Forte further added that Jeff Bezos' empire has been working to improve the capacity and yield from its fulfillment centers, and that such efforts should increase revenue and profitability in the fourth quarter. It opened 18 fulfillment centers this past quarter in comparison to just six over the corresponding period the prior year.
The e-commerce company has been building out its fulfillment capacities to allow more third-party vendors to warehouse and ship goods through Amazon.

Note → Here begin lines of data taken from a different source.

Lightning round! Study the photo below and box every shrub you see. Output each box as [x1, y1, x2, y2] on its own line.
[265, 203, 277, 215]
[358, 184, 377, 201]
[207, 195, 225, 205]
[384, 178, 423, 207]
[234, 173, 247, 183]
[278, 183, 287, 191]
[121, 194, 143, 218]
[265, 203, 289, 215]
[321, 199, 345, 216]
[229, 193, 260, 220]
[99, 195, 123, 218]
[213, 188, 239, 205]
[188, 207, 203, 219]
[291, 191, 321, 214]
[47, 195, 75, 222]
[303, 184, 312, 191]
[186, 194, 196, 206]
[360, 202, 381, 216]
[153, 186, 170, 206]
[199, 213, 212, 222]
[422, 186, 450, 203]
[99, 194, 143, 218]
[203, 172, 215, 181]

"We are interested in learning more about management's initiatives to maximize yield in its fulfillment centers from its Fulfillment by Amazon effort in the upcoming holiday quarter," Forte wrote, adding that the company's sphere of influence will continue to grow especially as it expands its footprint in apparel and grocery.
Among key metrics are Amazon's gross margin and operating margin, wrote RBC Capital Markets analyst Mark Mahaney in a Tuesday note.
He elaborated that the company's investments in international markets, AWS and Pillar Projects (its retail marketplace, Amazon Prime and AWS) will likely continue weighing on profitability.
"AMZN remains a core long for us because a) its two key end-markets (Retail & Cloud computing) are only 10% penetrated; b) the Competitive Moats around AMZN are getting deeper and its flywheels are spinning faster ... c) excellent execution," Mahaney noted, adding that the company has already started to play in several new segments that has the potential to become Pillars.